Perform the following steps to enable RACF® to automatically assign unique UIDs and
GIDs for users who use z/OS® UNIX services:
- See your system programmer to ensure that your RACF database is enabled for AIM stage 3.
For
details about using the IRRIRA00 utility to advance the RACF database to AIM stage 3, see z/OS Security Server RACF System Programmer's Guide.
______________________________________________________________________
- Define the SHARED.IDS profile, if not already defined, in the
UNIXPRIV class and activate and RACLIST the UNIXPRIV class. For instructions,
see Defining the SHARED.IDS profile in the UNIXPRIV class.
______________________________________________________________________
- Define the BPX.NEXT.USER profile in the FACILITY class, if not
already defined. For instructions, see Setting up the BPX.NEXT.USER profile.
______________________________________________________________________
- (Optional) Define a user profile to use as a model
profile from which RACF can
extract OMVS segment information. (You will specify the name of this
profile in the APPLDATA field of the BPX.UNIQUE.USER profile in the
FACILITY class in Step 5.)
Guidelines:
- Define the model profile to ensure that users who are automatically
assigned unique UIDs are assigned adequate OMVS information to enable
them to use UNIX services.
- Omit UID for this profile. No UID is required for its intended
purpose.
- Use this user profile only as the model profile for the BPX.UNIQUE.USER
profile. Do not use the user ID for any other purpose.

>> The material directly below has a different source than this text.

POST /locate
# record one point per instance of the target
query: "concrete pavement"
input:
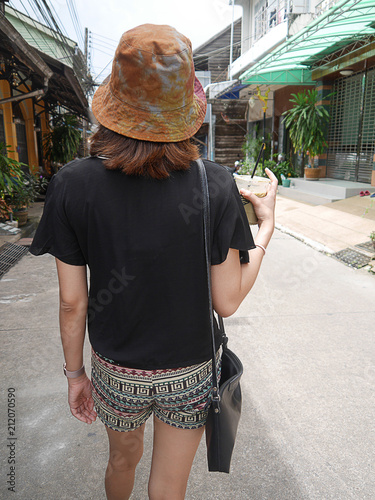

- Limit the use of this user ID by assigning the RESTRICTED and
NOPASSWORD attributes.
- Grant no access authority to the user ID. Do not add the user
ID to RACF access lists or
connect it to RACF groups that
might grant resource access.
- You can specify the string &RACUID in
the HOME directory path name to have RACF substitute
the user ID in the path name when the OMVS segment is created. If
you specify &RACUID in uppercase, RACF substitutes the user ID in
uppercase. If you specify any character in the string &RACUID in
lowercase, RACF substitutes
the user ID in lowercase.
- Only the first occurrence of the string is substituted.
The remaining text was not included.